Only, it really isn't. The signifying names -- Chase Insteadman, Perkus Tooth, Oona Laszlo, the Hawkman, Laird Noteless -- are more interesting than the characters themselves, and the story (such as there is) wanders doper style through scenes and conspiratorial plots that are like hearing about a party afterward at which you weren't stoned, and only knew one person who was really a friend of somebody else. (At one point, Insteadman tells an overzealous movie producer about a script that never arrived, "I didn't get it." "I love it! You didn't get it. There's nothing to get, Chase!" the producer zings back, clueless. Many readers will feel the same way.)
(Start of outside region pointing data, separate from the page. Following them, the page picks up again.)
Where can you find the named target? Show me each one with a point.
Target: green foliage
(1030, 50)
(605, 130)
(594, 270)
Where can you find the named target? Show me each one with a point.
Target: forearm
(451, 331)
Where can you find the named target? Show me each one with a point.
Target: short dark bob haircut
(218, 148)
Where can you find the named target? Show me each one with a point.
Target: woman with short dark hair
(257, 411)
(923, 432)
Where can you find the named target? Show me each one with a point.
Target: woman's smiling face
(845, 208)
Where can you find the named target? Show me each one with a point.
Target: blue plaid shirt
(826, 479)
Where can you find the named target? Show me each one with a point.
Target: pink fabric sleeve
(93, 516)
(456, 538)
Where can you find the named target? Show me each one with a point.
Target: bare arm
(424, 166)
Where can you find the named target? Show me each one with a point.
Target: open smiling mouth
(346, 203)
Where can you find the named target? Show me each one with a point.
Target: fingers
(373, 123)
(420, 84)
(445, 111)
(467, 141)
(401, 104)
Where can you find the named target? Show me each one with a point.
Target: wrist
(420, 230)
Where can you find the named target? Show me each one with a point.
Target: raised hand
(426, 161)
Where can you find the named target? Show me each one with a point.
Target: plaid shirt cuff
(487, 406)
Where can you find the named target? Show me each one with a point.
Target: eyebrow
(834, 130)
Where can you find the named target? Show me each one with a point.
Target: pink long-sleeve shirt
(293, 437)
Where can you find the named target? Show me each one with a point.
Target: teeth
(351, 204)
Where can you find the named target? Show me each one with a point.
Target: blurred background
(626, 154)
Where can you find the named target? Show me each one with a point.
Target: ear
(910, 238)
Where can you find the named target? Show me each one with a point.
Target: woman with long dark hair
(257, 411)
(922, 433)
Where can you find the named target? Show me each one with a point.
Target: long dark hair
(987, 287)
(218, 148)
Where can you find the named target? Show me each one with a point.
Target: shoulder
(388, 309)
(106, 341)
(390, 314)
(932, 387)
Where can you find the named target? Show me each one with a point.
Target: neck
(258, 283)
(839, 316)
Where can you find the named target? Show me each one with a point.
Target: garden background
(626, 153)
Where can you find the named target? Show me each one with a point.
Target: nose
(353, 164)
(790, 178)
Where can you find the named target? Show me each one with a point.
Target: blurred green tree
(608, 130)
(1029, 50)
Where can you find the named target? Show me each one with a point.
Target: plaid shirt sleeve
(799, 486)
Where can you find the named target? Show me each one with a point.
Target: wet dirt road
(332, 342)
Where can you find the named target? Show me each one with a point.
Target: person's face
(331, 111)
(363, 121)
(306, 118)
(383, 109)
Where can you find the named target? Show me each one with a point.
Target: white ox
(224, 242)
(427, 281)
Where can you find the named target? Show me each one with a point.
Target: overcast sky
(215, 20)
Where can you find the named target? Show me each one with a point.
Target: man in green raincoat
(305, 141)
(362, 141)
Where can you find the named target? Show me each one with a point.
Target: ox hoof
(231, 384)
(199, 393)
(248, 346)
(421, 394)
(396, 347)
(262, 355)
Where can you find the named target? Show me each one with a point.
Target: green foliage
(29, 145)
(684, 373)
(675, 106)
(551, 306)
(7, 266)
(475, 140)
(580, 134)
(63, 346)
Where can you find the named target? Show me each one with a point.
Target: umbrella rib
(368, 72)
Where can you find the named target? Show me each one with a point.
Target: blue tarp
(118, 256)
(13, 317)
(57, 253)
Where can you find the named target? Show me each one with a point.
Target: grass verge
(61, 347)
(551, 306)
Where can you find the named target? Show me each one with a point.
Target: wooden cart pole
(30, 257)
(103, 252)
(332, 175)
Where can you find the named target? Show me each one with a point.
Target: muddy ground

"Yet for all I felt stranded and bankrupt that day as I slumped back in my empty turret, a Rapunzel unbeckoned from below, not even sick and raving feverish anymore, just as natty clean and straight of posture and pointlessly deferential as I'd been before I met Perkus Tooth or Oona Laszlo, too noble to pursue strange redheads in elevators, not noble enough to live out my scripted role as Janice Trumbull's betrothed, rather somewhat hopelessly between, I was, in fact, about to be rescued. As if they'd been testing me, Perkus and Oona gathered me back into the strange consolations of their company just before I petulantly flunked out of it."

The repeated references to music and movies and art that are meant to bind this group of people together, however loosely, are the in-jokes you missed at the party: Marlon Brando in a Muppet movie ... the Stones' lips-and-tongue logo on a woolen hat ... The Twilight Zone platinum collection four-disc set ... Dead Men Don't Wear Plaid. Is this the future or merely twenty minutes ahead?

Apparently no one reads (even Insteadman his own fiancee's letters), but they share a common knowledge of media-by-pixel. Perkus, the one-time rock critic and poster-artist, has developed a mistrust of the printed word altogether and scans the typeface of the New York Times for its hidden meanings.

As self-absorbed and insular as these characters are, twitching in their orbits like Perkus' wayward eye itself, they become increasingly more difficult to care about in the book. The only real element of human kindness and love comes in the letters of Chase Insteadman's astronaut fiancee, caught in her own drama circling high above the earth, and blissfully unaware of the human chaos below.

"We're soaring atoms, Chase, that's what orbit consists of, the inhuman hastening of infinitesimal speck-like bodies through an awesome indifferent void ... Inside Northern Lights we've managed to kid ourselves that we exist, that we're curvaceous or lumpy or angular, bristling with hair and snot, taking up a certain amount of room, and that space and time have generously accorded a margin in which we're invited to operate ..."

That inhuman hastening counts for pretty heavy stuff in Chronic City. And intentioned or not, Lethem's parable may well be telling us all simply to look ... up ... once in a while from our own, pixilated universes, unless we should miss the real meaning of it all. The book ends, paradoxically, with both a bang and a whimper, as if Lethem himself isn't really sure what it all signifies. But it's a trip, man, if you're up for it.

Is it science fiction or satire or Pynchon or Barth or .... Kesey-like dope fantasy or ... Apparently the reader is on his own here, the layers of plot like lines in a rock song hoping the reader can make it all make sense, in his own stoner way. After finishing Chronic City, with all of its tricks (the chocolate smells, Ava the three-legged dog, the novel's own insubstantial pixilation), though, the one thing I really craved was a Jackson Hole burger.